Tanto reír tenía que pasar factura. Una multa cósmica. La sensibilidad. La pérdida. La piel que se hace fina y cala, y duele, y a veces se dobla por la mitad, y luego otra vez, y otra y se esconde en un bolsillo. Cuando se siente inútil. (Por ejemplo, cuando vio que sus manos se alejaban, incapaces de encontrar el tiempo de una caricia). Abandonada.
Hago inventario y entiendo la razón por la que escribo. Y al momento siguiente se me olvida. Para que continúe.

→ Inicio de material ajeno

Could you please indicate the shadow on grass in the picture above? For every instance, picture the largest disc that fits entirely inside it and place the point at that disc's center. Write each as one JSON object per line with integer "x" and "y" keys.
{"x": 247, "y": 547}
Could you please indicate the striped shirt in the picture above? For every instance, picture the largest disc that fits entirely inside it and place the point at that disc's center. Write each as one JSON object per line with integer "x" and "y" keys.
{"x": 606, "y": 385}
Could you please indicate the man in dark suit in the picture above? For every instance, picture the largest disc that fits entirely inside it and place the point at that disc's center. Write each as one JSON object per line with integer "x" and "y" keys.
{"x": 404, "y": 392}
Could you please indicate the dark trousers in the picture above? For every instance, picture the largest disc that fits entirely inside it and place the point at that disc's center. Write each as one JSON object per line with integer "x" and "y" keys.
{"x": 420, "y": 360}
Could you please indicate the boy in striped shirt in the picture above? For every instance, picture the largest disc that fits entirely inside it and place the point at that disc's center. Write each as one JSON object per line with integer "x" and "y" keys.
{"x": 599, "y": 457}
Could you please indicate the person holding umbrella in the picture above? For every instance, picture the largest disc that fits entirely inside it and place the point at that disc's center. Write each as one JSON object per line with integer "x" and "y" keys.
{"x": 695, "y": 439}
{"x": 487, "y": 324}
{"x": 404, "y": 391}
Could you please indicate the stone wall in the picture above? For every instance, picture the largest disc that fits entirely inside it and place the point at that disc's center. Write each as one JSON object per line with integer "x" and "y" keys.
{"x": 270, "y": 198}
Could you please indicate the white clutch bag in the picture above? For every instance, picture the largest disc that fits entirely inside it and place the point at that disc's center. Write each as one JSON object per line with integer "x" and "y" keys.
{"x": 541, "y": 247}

Si me muriera hoy mismo, en este instante, quedarían detrás de mí un mosaico de textos en pelotas, cuadernos que habitan los altillos, que encienden los faroles cuando cae la noche. Su luz tiembla bajo el aguacero, pero no se apagan.

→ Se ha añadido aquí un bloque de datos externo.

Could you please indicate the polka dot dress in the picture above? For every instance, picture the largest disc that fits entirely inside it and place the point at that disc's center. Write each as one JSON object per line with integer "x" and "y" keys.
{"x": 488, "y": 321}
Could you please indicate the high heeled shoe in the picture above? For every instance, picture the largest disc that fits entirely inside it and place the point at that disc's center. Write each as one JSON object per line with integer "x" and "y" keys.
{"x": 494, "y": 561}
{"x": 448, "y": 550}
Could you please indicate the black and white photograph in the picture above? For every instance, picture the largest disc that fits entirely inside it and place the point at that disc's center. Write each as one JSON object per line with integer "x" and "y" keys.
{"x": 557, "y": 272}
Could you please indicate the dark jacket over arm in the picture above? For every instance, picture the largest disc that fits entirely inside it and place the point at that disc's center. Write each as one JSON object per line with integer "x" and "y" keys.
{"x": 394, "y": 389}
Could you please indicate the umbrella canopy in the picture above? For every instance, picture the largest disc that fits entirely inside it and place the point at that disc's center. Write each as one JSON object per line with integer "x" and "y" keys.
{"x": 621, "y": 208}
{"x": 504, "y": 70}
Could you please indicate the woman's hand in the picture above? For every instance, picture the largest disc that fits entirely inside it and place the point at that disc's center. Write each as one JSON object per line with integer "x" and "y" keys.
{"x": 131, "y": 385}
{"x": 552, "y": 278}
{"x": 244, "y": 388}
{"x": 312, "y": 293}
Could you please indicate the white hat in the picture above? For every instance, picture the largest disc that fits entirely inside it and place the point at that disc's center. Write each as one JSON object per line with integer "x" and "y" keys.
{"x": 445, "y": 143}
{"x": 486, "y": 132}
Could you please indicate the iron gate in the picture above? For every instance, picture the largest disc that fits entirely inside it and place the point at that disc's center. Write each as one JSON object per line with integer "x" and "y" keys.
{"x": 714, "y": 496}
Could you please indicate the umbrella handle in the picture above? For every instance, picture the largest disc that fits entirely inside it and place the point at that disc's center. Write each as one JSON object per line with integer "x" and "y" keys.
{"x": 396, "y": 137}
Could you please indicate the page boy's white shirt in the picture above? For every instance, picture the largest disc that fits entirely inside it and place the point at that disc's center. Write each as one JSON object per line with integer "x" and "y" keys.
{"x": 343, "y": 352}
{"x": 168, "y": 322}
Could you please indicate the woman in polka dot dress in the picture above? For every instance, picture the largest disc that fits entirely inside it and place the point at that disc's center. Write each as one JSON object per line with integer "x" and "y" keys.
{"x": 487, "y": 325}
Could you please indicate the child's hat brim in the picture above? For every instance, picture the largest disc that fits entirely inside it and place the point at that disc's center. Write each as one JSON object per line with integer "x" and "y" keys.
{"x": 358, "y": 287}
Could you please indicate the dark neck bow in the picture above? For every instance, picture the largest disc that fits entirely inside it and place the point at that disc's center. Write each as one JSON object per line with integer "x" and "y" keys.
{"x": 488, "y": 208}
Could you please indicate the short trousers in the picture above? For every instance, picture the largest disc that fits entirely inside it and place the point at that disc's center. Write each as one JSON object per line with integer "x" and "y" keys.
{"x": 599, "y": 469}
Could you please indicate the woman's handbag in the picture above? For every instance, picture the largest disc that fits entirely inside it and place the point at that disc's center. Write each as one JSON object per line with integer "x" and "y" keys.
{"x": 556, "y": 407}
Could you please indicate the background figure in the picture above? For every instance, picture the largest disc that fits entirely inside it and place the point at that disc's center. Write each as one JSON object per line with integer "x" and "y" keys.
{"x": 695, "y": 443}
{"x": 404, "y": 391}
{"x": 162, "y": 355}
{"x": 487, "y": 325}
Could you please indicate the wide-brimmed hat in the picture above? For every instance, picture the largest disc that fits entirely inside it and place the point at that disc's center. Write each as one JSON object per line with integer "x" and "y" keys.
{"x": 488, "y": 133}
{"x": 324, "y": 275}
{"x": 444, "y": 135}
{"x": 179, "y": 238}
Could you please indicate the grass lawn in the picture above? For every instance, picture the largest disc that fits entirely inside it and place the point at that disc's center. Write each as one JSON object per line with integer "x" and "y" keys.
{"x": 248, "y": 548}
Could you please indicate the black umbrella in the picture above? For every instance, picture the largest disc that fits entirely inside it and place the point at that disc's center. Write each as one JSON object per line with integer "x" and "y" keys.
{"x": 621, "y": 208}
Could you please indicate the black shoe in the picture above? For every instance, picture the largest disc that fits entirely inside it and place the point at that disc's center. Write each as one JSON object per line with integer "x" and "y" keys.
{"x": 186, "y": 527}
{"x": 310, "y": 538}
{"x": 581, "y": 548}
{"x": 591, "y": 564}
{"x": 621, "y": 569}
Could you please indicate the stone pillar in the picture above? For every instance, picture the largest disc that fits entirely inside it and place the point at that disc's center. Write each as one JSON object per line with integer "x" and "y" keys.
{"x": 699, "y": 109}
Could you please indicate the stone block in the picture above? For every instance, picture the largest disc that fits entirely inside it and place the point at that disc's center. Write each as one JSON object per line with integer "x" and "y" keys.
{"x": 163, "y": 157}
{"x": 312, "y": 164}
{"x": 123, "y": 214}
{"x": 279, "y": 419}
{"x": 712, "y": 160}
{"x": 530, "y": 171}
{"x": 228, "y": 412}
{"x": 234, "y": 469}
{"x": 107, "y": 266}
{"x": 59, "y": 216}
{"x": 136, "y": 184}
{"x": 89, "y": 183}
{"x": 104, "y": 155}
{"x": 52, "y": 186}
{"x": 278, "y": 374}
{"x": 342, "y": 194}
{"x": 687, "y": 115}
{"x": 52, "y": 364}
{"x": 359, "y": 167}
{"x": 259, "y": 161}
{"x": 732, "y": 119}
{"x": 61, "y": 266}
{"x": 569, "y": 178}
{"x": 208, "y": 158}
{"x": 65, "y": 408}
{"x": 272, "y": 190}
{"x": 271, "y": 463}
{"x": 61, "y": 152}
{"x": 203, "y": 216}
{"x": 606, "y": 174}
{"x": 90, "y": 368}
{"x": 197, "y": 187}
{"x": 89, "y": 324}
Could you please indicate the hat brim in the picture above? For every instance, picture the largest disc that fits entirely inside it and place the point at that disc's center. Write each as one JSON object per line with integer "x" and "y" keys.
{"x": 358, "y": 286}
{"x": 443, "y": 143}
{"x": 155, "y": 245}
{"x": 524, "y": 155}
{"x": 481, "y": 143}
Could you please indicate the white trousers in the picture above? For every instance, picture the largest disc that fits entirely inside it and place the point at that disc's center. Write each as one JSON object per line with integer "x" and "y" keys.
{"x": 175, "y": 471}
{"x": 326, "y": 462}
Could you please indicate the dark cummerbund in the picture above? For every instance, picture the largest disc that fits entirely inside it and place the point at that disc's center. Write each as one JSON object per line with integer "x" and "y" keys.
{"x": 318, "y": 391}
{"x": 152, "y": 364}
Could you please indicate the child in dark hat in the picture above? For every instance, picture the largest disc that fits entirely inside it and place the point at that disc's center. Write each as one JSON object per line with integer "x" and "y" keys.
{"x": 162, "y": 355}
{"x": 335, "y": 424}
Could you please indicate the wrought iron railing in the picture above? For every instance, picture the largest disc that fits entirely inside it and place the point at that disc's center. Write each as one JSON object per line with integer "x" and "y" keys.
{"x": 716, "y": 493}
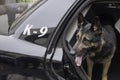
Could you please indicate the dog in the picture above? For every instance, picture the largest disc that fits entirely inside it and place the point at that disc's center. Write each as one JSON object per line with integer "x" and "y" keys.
{"x": 95, "y": 41}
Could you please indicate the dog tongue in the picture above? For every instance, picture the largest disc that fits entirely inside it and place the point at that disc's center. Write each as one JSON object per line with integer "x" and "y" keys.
{"x": 78, "y": 60}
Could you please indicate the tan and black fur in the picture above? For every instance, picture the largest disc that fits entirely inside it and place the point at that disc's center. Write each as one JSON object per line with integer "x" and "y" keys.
{"x": 97, "y": 42}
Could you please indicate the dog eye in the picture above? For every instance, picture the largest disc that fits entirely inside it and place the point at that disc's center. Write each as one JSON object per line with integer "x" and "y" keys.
{"x": 86, "y": 41}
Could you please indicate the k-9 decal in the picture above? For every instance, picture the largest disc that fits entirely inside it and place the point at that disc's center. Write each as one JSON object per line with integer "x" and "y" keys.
{"x": 29, "y": 31}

Ha llovido este año casi todos los días.Los ojos, cuando están secos, dibujan de verano las hojas de los árboles. Y ven cómo la piel se convierte en una vela, en un lienzo. La hoja en blanco. Se despliega. Sale del bolsillo. Ya no tiene miedo de las manos, quizá las entienda, por exceso, por defecto. Lleva calderilla para pagar sus multas. Cuadernos y faroles. Deja que la brisa la acaricie. El huracán, otra epidermis. Ya no le teme ni siquiera al llanto.